119. SIMPSON, William.  A private journal kept during the Niger Expedition , from the commencement in May 1841, until the recall of the expedition in June, 1842.  London, John F. Shaw, 1843.

8vo (21.5 x 13 cm), pp. xii, 139; original brown, blind-stamped cloth, some wear to the head and foot of spine, gilt lettering to spine rubbed and dulled.  £500

First edition.  The author, for many years a merchant based in Cartagena and a frequent visitor to the West Indies, volunteered his services, as a civilian, to the Niger Expedition of 1841-2. The British Government had hoped to establish small forts along the banks of the Niger, allowing officials to preside over the enforcement of anti-slavery treaties, promote British commercial interests and support Christian enterprises throughout the Niger Basin.  Simpson was a staunch supporter of the abolition movement and joined the expedition for both religious and philanthropic reasons. In May, 1841, he sailed for Africa in the Wilberforce, along with two other vessels, the Albert and the Soudan. The expedition parties penetrated branches of the Niger and succeeded in entering negotiations with several chiefs.  However, the expedition was curtailed after the crews of all three ships were severely affected by fever; of the 303 crew, 53 died, 49 of which were Europeans. Simpson's journal records the course taken by the Wilberforce, the expedition's contact with the local inhabitants and, documents the deterioration of the crew's health (see Christopher Lloyd, The Search for the Niger, pp. 146-160.

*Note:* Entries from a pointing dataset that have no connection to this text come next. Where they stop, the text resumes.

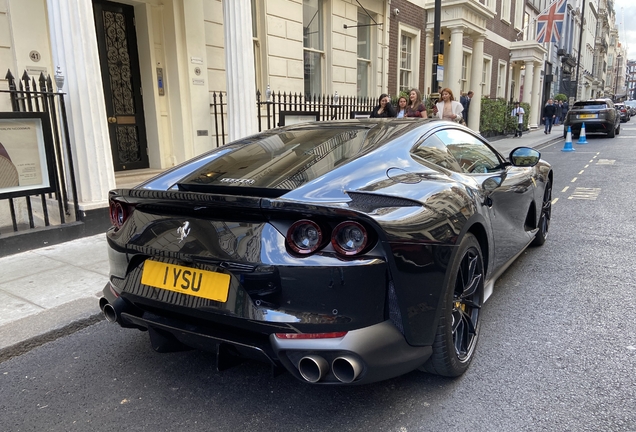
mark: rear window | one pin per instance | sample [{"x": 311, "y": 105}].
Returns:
[
  {"x": 591, "y": 105},
  {"x": 282, "y": 161}
]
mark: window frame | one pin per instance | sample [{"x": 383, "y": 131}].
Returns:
[
  {"x": 308, "y": 49},
  {"x": 415, "y": 35},
  {"x": 361, "y": 60}
]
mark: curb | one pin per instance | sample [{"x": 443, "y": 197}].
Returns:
[{"x": 23, "y": 335}]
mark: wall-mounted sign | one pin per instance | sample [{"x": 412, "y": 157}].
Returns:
[
  {"x": 26, "y": 154},
  {"x": 35, "y": 56},
  {"x": 36, "y": 71}
]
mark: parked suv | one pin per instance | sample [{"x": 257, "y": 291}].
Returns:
[
  {"x": 599, "y": 115},
  {"x": 624, "y": 111}
]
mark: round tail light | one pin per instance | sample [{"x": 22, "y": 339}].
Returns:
[
  {"x": 304, "y": 237},
  {"x": 349, "y": 238}
]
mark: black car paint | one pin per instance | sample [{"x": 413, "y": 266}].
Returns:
[
  {"x": 400, "y": 279},
  {"x": 608, "y": 117}
]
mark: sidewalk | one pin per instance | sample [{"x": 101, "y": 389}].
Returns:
[{"x": 49, "y": 292}]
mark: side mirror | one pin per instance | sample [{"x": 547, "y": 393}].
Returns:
[{"x": 524, "y": 157}]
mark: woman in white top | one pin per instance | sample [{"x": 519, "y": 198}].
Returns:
[
  {"x": 448, "y": 108},
  {"x": 402, "y": 102}
]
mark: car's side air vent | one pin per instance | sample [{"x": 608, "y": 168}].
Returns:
[{"x": 368, "y": 202}]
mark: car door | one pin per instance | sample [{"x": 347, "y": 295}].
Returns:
[{"x": 507, "y": 191}]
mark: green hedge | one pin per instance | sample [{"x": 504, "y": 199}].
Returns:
[{"x": 496, "y": 119}]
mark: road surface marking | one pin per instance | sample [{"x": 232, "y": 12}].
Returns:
[{"x": 585, "y": 193}]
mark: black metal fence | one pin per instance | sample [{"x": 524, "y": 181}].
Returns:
[
  {"x": 47, "y": 209},
  {"x": 273, "y": 106}
]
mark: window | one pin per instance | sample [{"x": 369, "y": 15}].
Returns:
[
  {"x": 464, "y": 80},
  {"x": 408, "y": 57},
  {"x": 313, "y": 46},
  {"x": 485, "y": 77},
  {"x": 519, "y": 14},
  {"x": 406, "y": 63},
  {"x": 256, "y": 45},
  {"x": 364, "y": 54},
  {"x": 505, "y": 11},
  {"x": 526, "y": 26},
  {"x": 501, "y": 80},
  {"x": 471, "y": 154}
]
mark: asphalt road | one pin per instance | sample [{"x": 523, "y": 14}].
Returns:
[{"x": 557, "y": 349}]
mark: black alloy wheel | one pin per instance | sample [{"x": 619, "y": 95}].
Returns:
[
  {"x": 458, "y": 327},
  {"x": 544, "y": 219}
]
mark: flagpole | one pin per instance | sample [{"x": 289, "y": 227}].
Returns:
[{"x": 578, "y": 60}]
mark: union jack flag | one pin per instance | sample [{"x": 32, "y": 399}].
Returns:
[{"x": 550, "y": 22}]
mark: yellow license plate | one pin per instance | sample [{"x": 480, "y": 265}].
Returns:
[{"x": 186, "y": 280}]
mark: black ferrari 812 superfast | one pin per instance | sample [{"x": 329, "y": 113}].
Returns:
[{"x": 345, "y": 252}]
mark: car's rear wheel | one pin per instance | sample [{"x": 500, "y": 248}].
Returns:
[
  {"x": 544, "y": 219},
  {"x": 458, "y": 327}
]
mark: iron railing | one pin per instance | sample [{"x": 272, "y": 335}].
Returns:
[
  {"x": 47, "y": 209},
  {"x": 272, "y": 106}
]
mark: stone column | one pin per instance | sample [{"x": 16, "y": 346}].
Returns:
[
  {"x": 239, "y": 69},
  {"x": 428, "y": 61},
  {"x": 74, "y": 46},
  {"x": 536, "y": 105},
  {"x": 453, "y": 70},
  {"x": 476, "y": 71}
]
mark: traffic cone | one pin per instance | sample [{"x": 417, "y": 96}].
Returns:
[
  {"x": 568, "y": 141},
  {"x": 582, "y": 139}
]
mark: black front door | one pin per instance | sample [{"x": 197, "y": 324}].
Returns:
[{"x": 117, "y": 42}]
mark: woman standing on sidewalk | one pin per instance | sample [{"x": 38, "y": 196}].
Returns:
[
  {"x": 416, "y": 108},
  {"x": 549, "y": 113}
]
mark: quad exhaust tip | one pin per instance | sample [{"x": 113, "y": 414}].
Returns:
[
  {"x": 313, "y": 368},
  {"x": 346, "y": 369},
  {"x": 111, "y": 311}
]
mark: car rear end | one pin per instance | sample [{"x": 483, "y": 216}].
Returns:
[
  {"x": 598, "y": 116},
  {"x": 223, "y": 262}
]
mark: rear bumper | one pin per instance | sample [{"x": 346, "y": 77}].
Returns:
[{"x": 378, "y": 352}]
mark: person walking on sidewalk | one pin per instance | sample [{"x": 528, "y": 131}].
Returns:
[
  {"x": 518, "y": 112},
  {"x": 549, "y": 114}
]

120. SOLOMON, Saul, [publishers]. The progress of His Royal Highness Prince Alfred Ernest Albert through the Cape Colony, British Kaffraria, the Orange Free State, and Port Natal, in the year 1860. Cape Town, Saul Solomon & Co., 1861.

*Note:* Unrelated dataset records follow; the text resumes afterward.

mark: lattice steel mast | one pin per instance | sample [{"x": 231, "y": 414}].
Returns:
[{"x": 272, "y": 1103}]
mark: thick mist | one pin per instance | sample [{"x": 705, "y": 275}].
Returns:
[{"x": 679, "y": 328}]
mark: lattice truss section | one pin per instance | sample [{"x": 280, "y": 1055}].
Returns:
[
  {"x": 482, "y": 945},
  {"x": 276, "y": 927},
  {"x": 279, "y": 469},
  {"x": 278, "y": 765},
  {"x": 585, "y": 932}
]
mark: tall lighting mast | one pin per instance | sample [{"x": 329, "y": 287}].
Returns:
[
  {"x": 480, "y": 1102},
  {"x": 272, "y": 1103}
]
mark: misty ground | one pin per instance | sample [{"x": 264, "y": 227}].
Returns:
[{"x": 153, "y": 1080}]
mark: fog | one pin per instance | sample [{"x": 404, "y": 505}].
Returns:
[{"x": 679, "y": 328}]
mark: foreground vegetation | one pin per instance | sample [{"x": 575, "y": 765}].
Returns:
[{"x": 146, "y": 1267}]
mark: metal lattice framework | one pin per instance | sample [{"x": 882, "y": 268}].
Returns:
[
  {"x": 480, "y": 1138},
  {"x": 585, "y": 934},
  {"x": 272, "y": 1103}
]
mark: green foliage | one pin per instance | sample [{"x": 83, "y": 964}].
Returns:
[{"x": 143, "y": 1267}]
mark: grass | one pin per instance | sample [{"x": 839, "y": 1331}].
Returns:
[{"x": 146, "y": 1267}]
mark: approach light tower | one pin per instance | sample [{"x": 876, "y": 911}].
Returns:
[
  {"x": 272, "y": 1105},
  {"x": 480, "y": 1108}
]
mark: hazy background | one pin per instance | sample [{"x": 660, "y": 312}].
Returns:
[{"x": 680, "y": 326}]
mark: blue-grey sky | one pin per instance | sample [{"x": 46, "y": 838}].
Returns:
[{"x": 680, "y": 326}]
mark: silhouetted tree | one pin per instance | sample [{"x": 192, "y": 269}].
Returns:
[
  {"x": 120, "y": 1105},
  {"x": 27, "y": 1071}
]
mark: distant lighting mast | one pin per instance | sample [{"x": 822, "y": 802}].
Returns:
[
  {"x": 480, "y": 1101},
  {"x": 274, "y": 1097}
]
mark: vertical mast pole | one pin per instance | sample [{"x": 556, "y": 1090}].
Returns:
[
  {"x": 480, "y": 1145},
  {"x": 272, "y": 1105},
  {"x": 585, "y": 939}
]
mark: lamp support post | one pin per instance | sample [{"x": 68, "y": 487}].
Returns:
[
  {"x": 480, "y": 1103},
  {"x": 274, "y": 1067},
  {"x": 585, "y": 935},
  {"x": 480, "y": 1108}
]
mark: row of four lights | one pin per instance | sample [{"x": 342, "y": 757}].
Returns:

4to (27.5 x 22 cm), pp. [11] half-title with photographic vignette, [xii], 180, with 16 photographic (albumen print) plates; small stain to the half-title and title-page, foxing to pp. v-vi; 20th century morocco, raised bands to spine; covers a little bowed.  £800

First edition.  Whilst the author remains officially anonymous, it is thought that Roderick Noble may have penned the text.  Includes views of Cape Town, Queen's Town, the Berg River Valley, the Prince with his first Wildebeeste, and photographs of works by Thomas Baines.  Mendelssohn (1979) III, p. 750; Theal p. 242.




121. [SOMALI TRIBES.] European captives among the Somali tribes of Eastern Africa. London, Harrison & Sons, September, 1869.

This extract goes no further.